Ini adalah kisah cinta pria berkebangsaan Korea dan gadis berdarah Indonesia.
Waktu SMA, Ha joon tidak setampan sekarang. Pria itu gemuk dan selalu memakai kacamata tebal kemana-mana. Ha joon sangat menyukai Rubi, gadis populer di sekolahnya.
Namun suatu hari Ha joon mendengar Rubi menghina dan mengolok-oloknya di depan teman-teman kelas mereka. Rasa suka Ha joon berubah menjadi benci. Ia pun memutuskan pindah ke kampung halamannya di Seoul.
Beberapa tahun kemudian, Rubi dan Ha joon bertemu lagi di sebuah pesta pernikahan. Ha joon sempat kaget melihat Rubi yang berada di Korea, namun rasa dendamnya sangat besar hingga ia berulang kali menyakiti perasaan Ruby.
Tapi, akankah Ha joon terus membenci Ruby? Mulutnya berkata iya, namun tiap kali gadis itu tidak ada didepan matanya, ia selalu memikirkannya.
Karya ini diterbitkan atas izin NovelToon Mae_jer, isi konten hanyalah pandangan pribadi pembuatnya, tidak mewakili NovelToon sendiri
Penenang?
Di balik kaca mobil yang melaju cepat, Ha Joon menatap jalanan kosong dengan sorot mata gelap. Tangannya masih memegang erat kemudi, meski hatinya tak bisa tenang. Ia seharusnya merasa puas.
Satu langkah dalam rencananya sudah terlaksana. Ia telah menyatakan pertunangan palsu itu di depan seluruh keluarganya, dan Ruby tidak menolak. Tentu saja ia yakin gadis itu sedang berakting kasihan di depannya. Dalam hatinya pasti gadis itu puas, karena Ha joon menerima perjodohan itu. Tapi Ha joon tidak akan membiarkannya bahagia, ia akan membalas semua perbuatan gadis itu terhadapnya dulu.
Namun entah kenapa, ada perasaan tak nyaman di dalam dadanya. Ia mencoba menepisnya, menyalahkan angin malam atau tatapan terluka Ruby sebagai pemicu emosi sesaat.
"Dia pantas mendapatkan semua ini," gumamnya pelan.
Namun suara itu tidak setegas biasanya. Entahlah.
Ha joon melajukan mobilnya menuju apartemennya di sebuah kawasan elit yang terletak dalam kota Seoul.

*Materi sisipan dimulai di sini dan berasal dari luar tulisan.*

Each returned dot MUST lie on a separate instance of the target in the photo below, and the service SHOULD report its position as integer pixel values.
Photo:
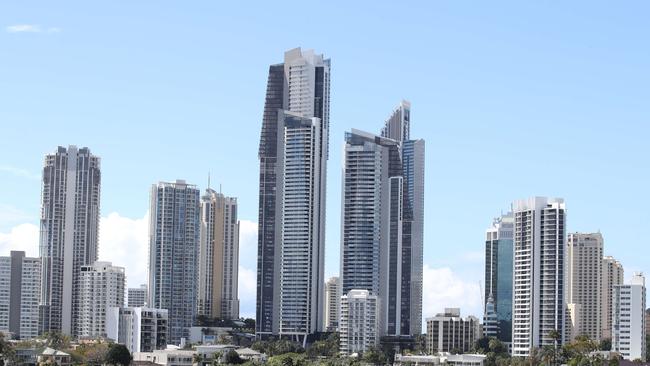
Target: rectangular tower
(613, 275)
(628, 319)
(539, 274)
(20, 281)
(101, 288)
(173, 254)
(498, 277)
(218, 257)
(584, 286)
(293, 164)
(69, 233)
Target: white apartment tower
(173, 254)
(293, 164)
(628, 319)
(137, 296)
(332, 304)
(218, 257)
(613, 275)
(69, 232)
(20, 289)
(539, 273)
(359, 322)
(140, 329)
(101, 288)
(584, 283)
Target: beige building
(584, 287)
(218, 257)
(332, 304)
(612, 276)
(448, 331)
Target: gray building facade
(68, 233)
(173, 254)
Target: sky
(514, 99)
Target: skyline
(597, 94)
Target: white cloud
(125, 242)
(444, 289)
(31, 28)
(24, 28)
(18, 172)
(22, 237)
(247, 292)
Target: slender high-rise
(218, 257)
(628, 319)
(332, 304)
(498, 277)
(173, 254)
(293, 164)
(539, 273)
(613, 275)
(102, 287)
(584, 283)
(68, 234)
(382, 222)
(20, 281)
(398, 128)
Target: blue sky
(513, 99)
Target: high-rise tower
(69, 233)
(584, 283)
(498, 276)
(539, 273)
(173, 254)
(218, 257)
(293, 164)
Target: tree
(374, 356)
(232, 358)
(118, 354)
(57, 340)
(7, 352)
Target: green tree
(7, 352)
(118, 354)
(232, 358)
(374, 356)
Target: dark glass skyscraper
(293, 164)
(498, 276)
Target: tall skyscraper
(359, 322)
(20, 284)
(398, 128)
(539, 273)
(173, 254)
(628, 319)
(101, 288)
(584, 286)
(448, 331)
(137, 296)
(613, 275)
(498, 276)
(293, 165)
(382, 213)
(332, 304)
(218, 257)
(69, 233)
(139, 329)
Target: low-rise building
(52, 356)
(167, 357)
(448, 332)
(139, 329)
(443, 358)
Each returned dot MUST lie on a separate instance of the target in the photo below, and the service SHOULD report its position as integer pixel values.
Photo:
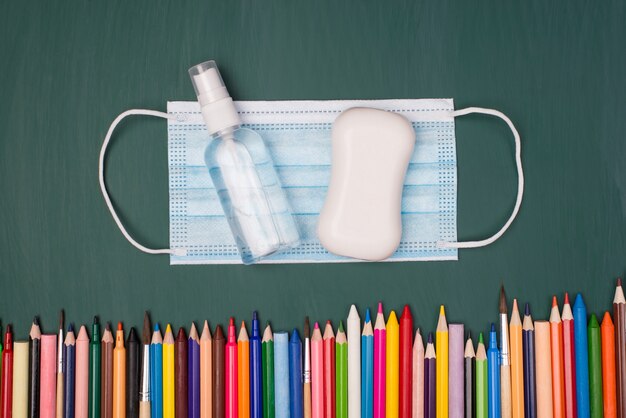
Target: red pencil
(406, 364)
(6, 395)
(329, 371)
(569, 359)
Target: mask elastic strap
(520, 180)
(103, 188)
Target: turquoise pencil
(367, 368)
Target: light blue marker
(493, 372)
(281, 374)
(582, 358)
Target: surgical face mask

Apartemennya gelap saat ia tiba, hanya diterangi remang cahaya dari lampu jalan yang masuk lewat celah tirai. Ha Joon melemparkan kunci mobil ke atas meja dengan kasar, lalu menjatuhkan tubuhnya ke sofa panjang berbalut kulit hitam. Dada pria itu naik-turun pelan, namun matanya tak juga bisa terpejam. Bayangan wajah Ruby dengan mata membelalak tak percaya saat ia menyebut pertunangan mereka terus menghantuinya. Ada luka di sana, jelas terlihat, tapi Ha Joon terlalu keras kepala untuk mengakuinya.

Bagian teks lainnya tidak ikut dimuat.